2.調停作業にあたって判断の基礎となる資料は、同一のベースの比較が基本である。本調停事案は、春季賃金紛争に関わるものであり、民間の賃金動向として使用される資料である日経連の調査結果も、春季賃金交渉に関するものが使用されるべきである。春季賃金交渉終了後のごく一部の民間企業の賃金カット等については、本調停事案の調停を求める事項と同一に論ぜられ、扱われる性格のものではない。まして、これらの民間企業は、例外中の例外のごく一部であり、民間賃金は大勢として現行賃金水準が維持されている。
この後、調停委員会が中断され、引き続き国営企業等担当全委員懇談会が行われ、各調停委員会の事情聴取の概要報告の後、合同調停委員会の発足を確認するとともに、今後の調停作業の進め方について協議され、調停作業を進めていくことを全委員一致で確認した。
これを受けて、調停委員会が再開され、調停委員長から「調停作業を進めていく。31日午後2時から合同で調停委員会を開催する」旨の発言があり、2002新賃金事案の本格的な合同調停作業は、31日14時以降本格化する予定。
(別 紙)
第2回事情聴取での組合側主張点
1.本年度の民間賃金動向は、全体として定期昇給分が確実に確保され、現行賃金水準が維持されている!

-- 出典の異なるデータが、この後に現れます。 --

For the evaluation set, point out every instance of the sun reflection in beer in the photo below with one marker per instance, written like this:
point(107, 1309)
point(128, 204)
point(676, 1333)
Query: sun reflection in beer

本年度の民間賃金動向は、全体として定期昇給分が確保され、現行賃金水準が維持されているとの認識が社会的常識であり、当局回答のいう引き下げの根拠はない。
2.長年にわたり定着している民間賃金準拠の原則に則った速やかな調停作業を!
民間賃金動向は、現行水準が維持されているという認識のもとに、長年にわたり定着している民間賃金準拠の原則に則った速やかな調停作業を進めること。また、国営企業と民間企業の全体は、今年度の定期昇給が実施されたことにより、均衡している。

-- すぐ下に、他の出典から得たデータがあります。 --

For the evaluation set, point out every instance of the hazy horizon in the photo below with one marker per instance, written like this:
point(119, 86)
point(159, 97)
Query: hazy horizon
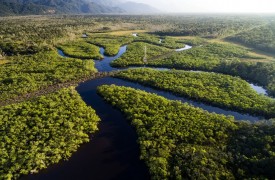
point(212, 6)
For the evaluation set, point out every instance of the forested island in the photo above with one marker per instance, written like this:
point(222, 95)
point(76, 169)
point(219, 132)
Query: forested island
point(55, 84)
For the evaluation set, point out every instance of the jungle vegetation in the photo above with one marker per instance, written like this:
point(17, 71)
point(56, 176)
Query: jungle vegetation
point(111, 44)
point(28, 73)
point(136, 53)
point(178, 141)
point(262, 37)
point(217, 89)
point(43, 131)
point(81, 50)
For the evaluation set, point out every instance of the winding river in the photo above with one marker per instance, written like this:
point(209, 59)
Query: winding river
point(113, 152)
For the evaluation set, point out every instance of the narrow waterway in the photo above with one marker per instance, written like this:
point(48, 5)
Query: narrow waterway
point(113, 152)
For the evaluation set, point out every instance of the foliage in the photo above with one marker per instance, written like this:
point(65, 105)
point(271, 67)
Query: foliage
point(262, 37)
point(81, 50)
point(41, 132)
point(136, 52)
point(24, 74)
point(222, 58)
point(193, 41)
point(164, 126)
point(110, 43)
point(42, 7)
point(212, 26)
point(221, 90)
point(178, 141)
point(165, 41)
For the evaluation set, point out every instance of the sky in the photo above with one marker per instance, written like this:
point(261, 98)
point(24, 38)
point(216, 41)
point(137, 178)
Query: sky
point(225, 6)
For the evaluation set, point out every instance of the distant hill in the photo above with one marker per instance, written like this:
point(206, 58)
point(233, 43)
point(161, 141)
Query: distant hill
point(128, 6)
point(27, 7)
point(38, 7)
point(138, 8)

3.一般公務員との賃上げ率と国営企業の賃上げ率との間の格差の解消を!
国営企業労働者の賃金水準依然として社会的に低位にある。国営企業部会の調査でも96年から適用の官民比較手法によっても格差が存在している。また、一般公務員の賃上げ率と国営企業の賃上げ率との間には、年々格差が存在しており、この格差解消が図られるよう改善措置を行うこと。

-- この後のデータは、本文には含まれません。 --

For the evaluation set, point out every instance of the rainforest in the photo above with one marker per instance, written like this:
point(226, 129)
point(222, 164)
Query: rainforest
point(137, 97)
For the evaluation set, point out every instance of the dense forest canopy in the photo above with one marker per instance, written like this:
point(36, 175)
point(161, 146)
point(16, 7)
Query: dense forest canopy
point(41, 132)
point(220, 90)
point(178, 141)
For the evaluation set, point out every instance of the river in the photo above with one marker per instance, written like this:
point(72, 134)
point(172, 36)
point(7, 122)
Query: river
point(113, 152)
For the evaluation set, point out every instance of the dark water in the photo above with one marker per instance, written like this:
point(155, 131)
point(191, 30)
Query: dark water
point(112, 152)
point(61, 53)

4.事業の安定的な経営を図る立場からも、紛争の円満な解決を図る調停作業を!
事業の円滑な運営のためには、組合と組合員の協力が必要であることは労使共通の認識であり、引き続き良好な労使関係を維持し、事業の安定的な経営を図る立場からも、紛争の円満な解決を図る調停作業を行うこと。
5.例年通りの人事院勧告以前の賃金紛争の決着と、決着ルールを尊重した調停委員会の作業を!
今次国営企業の賃金紛争は、例年より大幅に遅れ、これまで努力してきた早期解決のためのルール確立に逆行する状況にある。事案の早期解決のため、公平・迅速な調停作業が行われ、例年通りの人事院勧告以前の国営企業の賃金紛争決着という歴史的経緯と、決着ルールを尊重した調停委員会の作業を行うこと。